Villefranche-de-Rouergue. La vérité selon Pierre Vivent

Pierre Vivent./ Photo DDM,  
 
Toujours très pointilleux dès lors qu'il est question de dates récurrentes qui marquèrent son parcours de légionnaire, en février dernier Pierre Vivent s'est fendu d'une missive appuyée à l'endroit des Éditions Larousse.

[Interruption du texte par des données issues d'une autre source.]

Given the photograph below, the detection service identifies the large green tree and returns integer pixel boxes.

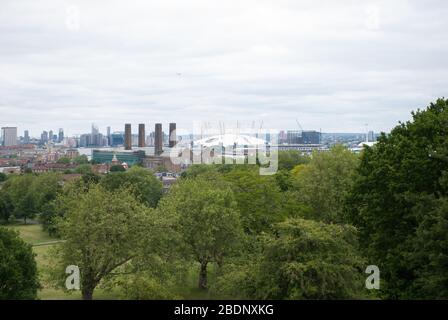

Le 10 février, il écrivait à Jacques Florent, directeur éditorial Dictionnaires, pour lui faire toucher « deux contre vérités » pointées dans « le Petit Larousse Illustré ». Concernant la guerre d'Algérie, il est écrit : « le 18 mars 1962, les accords d'Évian mettent fin à la guerre d'Algérie ». lui rappelle « le 18 mars c'est la signature du "Cessez le feu" en Algérie, ce n'est pas la fin de la guerre. » Quant à la bataille de Dien Bien Phu du 13 mars au 7 mai 1954, le dictionnaire évoque une « défaite des forces françaises… qui marqua la fin de la première guerre d'Indochine », le président de la société des Anciens de la Légion Étrangère, s'inscrit en faux en rappelant que « 57 jours après Dien Bien Phu, il y eut le 24 juin 1954, la bataille d'An Khé, que j'ai fait comme chef de section, plus qu'honorable, puisque le drapeau blanc n'a jamais été hissé ; mais il a fallu 8 jours et 8 nuits de combat, pour percer les lignes ennemies… ». En réponse, Jacques Florent l'a remercié de lui avoir signalé « ces imprécisions. » Courrier transmis au « spécialiste de la Défense et de l'Histoire militaire au sein de la rédaction pour qu'il en prenne bonne note et l'intègre dans le prochain millésime 2 012 ».